The final amendment with which I need to deal is amendment No. 78. Senators will agree that it is one of the most critical. This is the amendment which specifies that a court shall, in imposing a sentencing, have regard to sentencing guidelines relevant to the proceedings before it unless the court is satisfied that to do so would be contrary to the interests of justice. This amendment has been carefully crafted following extensive engagement with the Office of the Attorney General. I confirm to this House that the clear advice received was that non-binding sentencing guidelines of the kind proposed are constitutionally permissible. However, the imposition of guidelines of a binding or statutory nature on courts in criminal matters would violate the separation of powers, the requirements of Articles 37 and 38 of the Constitution, and would interfere with the scope of judicial discretion, which would also be contrary to the Constitution. I was anxious to explore the scope which existed for a more robust approach to sentencing guidelines. I take the view that confidence in the criminal justice system would be greatly enhanced if the public feels there is genuine consistency in the imposition of sentences in criminal cases.

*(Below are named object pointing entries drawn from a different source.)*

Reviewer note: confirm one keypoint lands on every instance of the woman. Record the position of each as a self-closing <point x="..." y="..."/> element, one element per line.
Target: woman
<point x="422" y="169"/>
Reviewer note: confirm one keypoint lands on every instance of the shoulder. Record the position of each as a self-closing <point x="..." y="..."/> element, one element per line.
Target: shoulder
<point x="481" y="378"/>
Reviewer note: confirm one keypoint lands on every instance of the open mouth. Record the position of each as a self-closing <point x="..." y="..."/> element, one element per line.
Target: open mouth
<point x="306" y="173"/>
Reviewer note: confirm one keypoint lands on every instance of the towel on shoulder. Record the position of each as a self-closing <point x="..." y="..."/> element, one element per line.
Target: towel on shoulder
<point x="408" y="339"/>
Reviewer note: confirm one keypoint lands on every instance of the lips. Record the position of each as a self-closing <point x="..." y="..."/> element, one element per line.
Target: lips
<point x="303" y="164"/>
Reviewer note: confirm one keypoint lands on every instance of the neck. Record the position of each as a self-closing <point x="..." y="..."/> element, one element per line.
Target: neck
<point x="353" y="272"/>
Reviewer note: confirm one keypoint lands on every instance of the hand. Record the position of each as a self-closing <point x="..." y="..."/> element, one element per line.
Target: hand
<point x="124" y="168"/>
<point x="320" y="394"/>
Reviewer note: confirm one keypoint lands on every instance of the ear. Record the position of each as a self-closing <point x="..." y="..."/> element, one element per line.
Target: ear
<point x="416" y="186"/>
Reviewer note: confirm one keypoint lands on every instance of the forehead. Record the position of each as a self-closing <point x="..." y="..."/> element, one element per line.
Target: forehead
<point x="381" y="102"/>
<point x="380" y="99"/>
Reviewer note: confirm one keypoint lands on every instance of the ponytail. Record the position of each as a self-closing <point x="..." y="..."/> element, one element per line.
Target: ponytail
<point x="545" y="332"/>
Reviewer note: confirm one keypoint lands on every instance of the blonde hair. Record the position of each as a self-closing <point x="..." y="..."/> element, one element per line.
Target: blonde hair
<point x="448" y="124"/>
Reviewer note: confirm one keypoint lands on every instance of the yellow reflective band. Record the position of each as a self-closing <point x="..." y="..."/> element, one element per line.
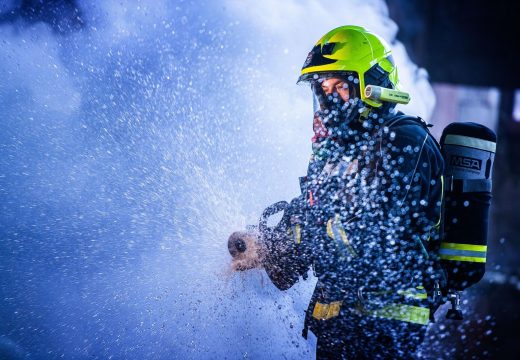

I have listened to what Senators have said during this debate. I am inclined to strongly agree with Senator Bacik on the point she made about mandatory sentences, and I suspect that it is a view that a majority in this House holds. In recent years it must be acknowledged that the guidelines, as developed by the Judiciary, are increasingly used as a technique to structure judicial sentencing discretion. However, it is often not very clear if the public is aware of these developments. The requirement to produce formal guidelines builds upon evolving good practice and will, I hope, allow the public a greater insight into and appreciation for the workings of the criminal justice system. It will provide people with the assurance that the system is working in an appropriate, efficient and effective way.

I ask Senators to agree to the amendments. Reference has been made to a perceived delay in bringing this legislation back to the House. I acknowledge that time has elapsed, but that time has been put to good use. I return to the introduction made by Senator Ó Donnghaile, and acknowledge the work done in that regard. I ask Senators to accept that I have pushed the boundaries of sentencing guidelines as far as I believe is feasible within the parameters of the Constitution, and I acknowledge the input and work of Senators across the board in that regard. I acknowledge the withdrawal of Senator Ó Donnghaile's amendments. I should not make comparisons with any other legislation passing through this House in parallel, but I very much welcome the fact that already, in the course of the early stages of the debate on these amendments, that at least three Senators are preparing for Report Stage by reserving the rights to put down amendments and talking about what might happen at later stages. I very much welcome that, and hope that the short time between now and Report Stage will be used by all of us to discover the other issues that might be addressed. I acknowledge what Senator Ruane has said, and would be happy to look at the issue she raised. I am more than willing to consider any proposals that are constitutionally sound and are workable, and which do not have any unintended consequences or impinge upon the fundamental independence of the Judiciary in any way in the carrying out of its duties.I acknowledge a fundamental thread that was referred to by Senator McDowell when he said that each and every case that goes before the courts is judged and should always be judged on its own particular merits. Cases are in many respects unique.

I welcome this debate but hope that we could proceed with the amendments as far as the sentencing guidelines are concerned, having regard to what I have acknowledged to be a consensus on this issue. I thank Senators for their input.